Can blockchain wipe out shady academic pasts?
A recent survey showed that 21% of job applicants’ resumes in the USA stated fraudulent degrees. So a fifth of job applicants say they have a degree when they in fact haven’t. How can this be happening in 2017?
Recruiters can dig into their applicants’ pasts to ascertain the truth, but this is made difficult by the fact that education records are still in the dark ages. Often a letter to the HE institution in question is required before the information will be released, and colleges tend to charge a fee for academic transcripts. This takes too long, which leaves employers with little option but to trust their interviewees’ resumes and rely on their own interrogation techniques to gauge the individual’s suitability for the job.
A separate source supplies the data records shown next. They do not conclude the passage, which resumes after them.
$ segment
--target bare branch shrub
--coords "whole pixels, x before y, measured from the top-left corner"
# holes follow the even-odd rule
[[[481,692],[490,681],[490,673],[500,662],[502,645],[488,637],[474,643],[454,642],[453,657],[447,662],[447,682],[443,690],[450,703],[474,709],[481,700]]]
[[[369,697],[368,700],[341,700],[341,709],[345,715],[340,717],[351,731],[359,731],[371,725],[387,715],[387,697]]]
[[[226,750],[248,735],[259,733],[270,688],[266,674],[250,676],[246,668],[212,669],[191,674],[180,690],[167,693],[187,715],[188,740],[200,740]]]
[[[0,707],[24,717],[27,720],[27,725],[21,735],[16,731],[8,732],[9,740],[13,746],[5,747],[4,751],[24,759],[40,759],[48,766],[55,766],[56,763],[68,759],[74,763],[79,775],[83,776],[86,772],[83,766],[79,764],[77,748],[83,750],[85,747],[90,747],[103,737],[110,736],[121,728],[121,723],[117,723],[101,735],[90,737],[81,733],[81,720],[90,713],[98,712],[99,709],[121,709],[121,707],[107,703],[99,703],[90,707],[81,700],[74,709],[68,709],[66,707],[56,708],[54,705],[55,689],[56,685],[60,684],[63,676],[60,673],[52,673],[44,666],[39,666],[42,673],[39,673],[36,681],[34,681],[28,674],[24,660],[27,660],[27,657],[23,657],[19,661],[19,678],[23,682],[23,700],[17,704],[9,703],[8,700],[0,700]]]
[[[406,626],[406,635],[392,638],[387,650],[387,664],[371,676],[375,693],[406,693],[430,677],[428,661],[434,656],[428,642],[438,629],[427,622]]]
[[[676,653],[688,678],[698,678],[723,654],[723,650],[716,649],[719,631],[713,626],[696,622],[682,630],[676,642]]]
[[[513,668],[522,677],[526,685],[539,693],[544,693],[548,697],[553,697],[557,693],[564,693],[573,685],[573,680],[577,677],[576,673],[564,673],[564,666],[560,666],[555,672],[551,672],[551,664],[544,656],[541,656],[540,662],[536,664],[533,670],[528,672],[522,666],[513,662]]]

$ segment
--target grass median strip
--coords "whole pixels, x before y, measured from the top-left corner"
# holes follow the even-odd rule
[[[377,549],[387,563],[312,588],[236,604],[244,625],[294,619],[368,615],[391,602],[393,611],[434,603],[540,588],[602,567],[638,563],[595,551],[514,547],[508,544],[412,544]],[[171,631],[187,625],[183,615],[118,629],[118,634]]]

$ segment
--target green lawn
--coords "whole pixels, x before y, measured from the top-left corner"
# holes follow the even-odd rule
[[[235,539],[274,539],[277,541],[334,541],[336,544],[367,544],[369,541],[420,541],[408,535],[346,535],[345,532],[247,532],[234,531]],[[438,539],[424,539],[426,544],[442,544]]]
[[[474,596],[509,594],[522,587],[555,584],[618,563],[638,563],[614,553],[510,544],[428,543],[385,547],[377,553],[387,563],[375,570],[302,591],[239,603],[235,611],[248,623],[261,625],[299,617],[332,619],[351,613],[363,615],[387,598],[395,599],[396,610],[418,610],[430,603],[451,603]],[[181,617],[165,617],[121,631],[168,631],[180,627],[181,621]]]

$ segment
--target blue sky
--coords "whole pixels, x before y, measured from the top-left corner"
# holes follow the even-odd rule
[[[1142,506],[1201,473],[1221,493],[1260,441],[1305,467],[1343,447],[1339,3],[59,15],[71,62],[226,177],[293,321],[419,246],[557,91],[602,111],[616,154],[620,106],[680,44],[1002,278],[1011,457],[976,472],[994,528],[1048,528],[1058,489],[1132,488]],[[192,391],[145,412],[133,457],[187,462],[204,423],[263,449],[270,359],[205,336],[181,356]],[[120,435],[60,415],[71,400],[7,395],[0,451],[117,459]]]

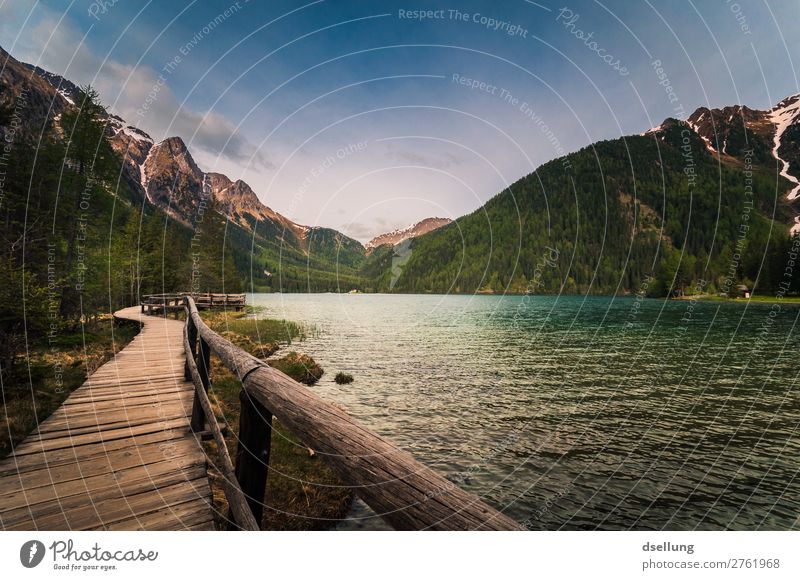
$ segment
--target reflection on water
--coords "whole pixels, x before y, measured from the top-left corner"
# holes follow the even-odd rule
[[[248,299],[315,326],[317,393],[531,529],[800,527],[798,307]]]

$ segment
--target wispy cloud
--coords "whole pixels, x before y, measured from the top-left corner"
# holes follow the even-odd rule
[[[77,84],[92,84],[112,112],[157,141],[178,135],[191,148],[214,156],[266,169],[274,167],[223,115],[182,104],[170,88],[168,74],[103,58],[82,43],[82,37],[69,21],[59,23],[56,16],[47,13],[20,38],[12,56]]]
[[[419,165],[421,167],[431,167],[433,169],[449,169],[451,167],[463,165],[466,162],[464,157],[447,152],[436,155],[425,155],[417,151],[400,149],[389,150],[387,156],[390,159],[409,165]]]

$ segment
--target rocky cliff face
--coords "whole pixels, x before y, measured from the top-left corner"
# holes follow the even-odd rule
[[[33,67],[0,48],[0,112],[8,117],[0,119],[0,142],[38,139],[69,106],[67,98]]]

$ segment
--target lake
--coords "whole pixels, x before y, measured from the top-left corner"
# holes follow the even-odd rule
[[[800,308],[253,294],[312,387],[529,529],[800,527]],[[339,371],[355,381],[337,385]],[[363,504],[344,528],[382,526]]]

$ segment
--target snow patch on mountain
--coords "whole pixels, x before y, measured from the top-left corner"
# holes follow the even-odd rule
[[[396,246],[405,240],[416,238],[417,236],[432,232],[433,230],[445,226],[452,221],[453,220],[450,218],[426,218],[405,228],[392,230],[391,232],[375,236],[369,242],[364,244],[364,247],[367,250],[374,250],[378,246],[383,246],[385,244]]]
[[[790,125],[797,121],[798,116],[800,116],[800,93],[787,97],[775,105],[775,108],[772,109],[769,116],[770,121],[775,125],[775,140],[774,147],[772,148],[772,155],[774,155],[775,159],[781,164],[781,175],[795,184],[795,187],[792,188],[792,191],[790,191],[787,196],[790,200],[796,199],[797,196],[800,195],[800,180],[789,173],[789,162],[781,159],[778,150],[781,147],[781,137],[783,133]],[[792,232],[798,231],[799,228],[800,224],[797,223],[797,219],[795,219]]]
[[[697,118],[697,123],[692,123],[691,121],[689,121],[689,120],[687,119],[687,120],[686,120],[686,124],[687,124],[687,125],[689,125],[689,127],[691,127],[691,128],[692,128],[692,131],[694,131],[695,133],[697,133],[697,135],[698,135],[698,136],[699,136],[699,137],[700,137],[700,138],[703,140],[703,142],[706,144],[706,149],[708,149],[708,150],[709,150],[709,151],[711,151],[712,153],[716,153],[716,152],[717,152],[717,150],[716,150],[716,149],[714,149],[714,146],[711,144],[711,140],[710,140],[708,137],[705,137],[705,136],[704,136],[704,135],[703,135],[703,134],[700,132],[700,121],[702,121],[702,120],[703,120],[703,117],[705,117],[705,113],[703,113],[702,115],[700,115],[700,116]]]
Recruiters would dance for joy if only there were an indelible, unchangeable, easily-accessible, centralised database of student records. One guesses that falsifications on resumes would quickly dry up once such a system came on the scene. Recruiters could look interviewees in the eye more openly, and interviewees could feel less nervous about being believed.
Sony has finished development in a collaboration with IBM to apply blockchain technology to the student record. Using the utterly reliable blockchain technology most widely used in cryptocurrencies such as Bitcoin and Ethereum, it aims to ‘Make mutual use of educational achievements and activity records in an open and safe way’. The new system records information in a difficult to falsify way and controls access to recorded information, making it possible to reliably disclose information to authorized third parties.
The system aggregates student data from a variety of student information systems across many learning institutions and makes it available via a centralised ledger. All data from this service has been recorded previously and cannot be altered.
Sony is looking to commercialise their system. Their press release contains this rather breathless blue-sky sentence:
‘This newly developed system is also extremely versatile, with the potential for wider applications outside of the field of education including device control and data management in the IoT field, contract management of value chains in the field of logistics and distribution, rights and distribution management in the digital contents field, property rights and usage management in the sharing economy, and currency/point tracking in the field of cryptocurrencies.’
But surely a no-brainer for this new system is a student record subscription service for employers? So far the product has yet to make it to market, and when it does there hopefully will be such a service, which will make job interviews a whole lot more transparent.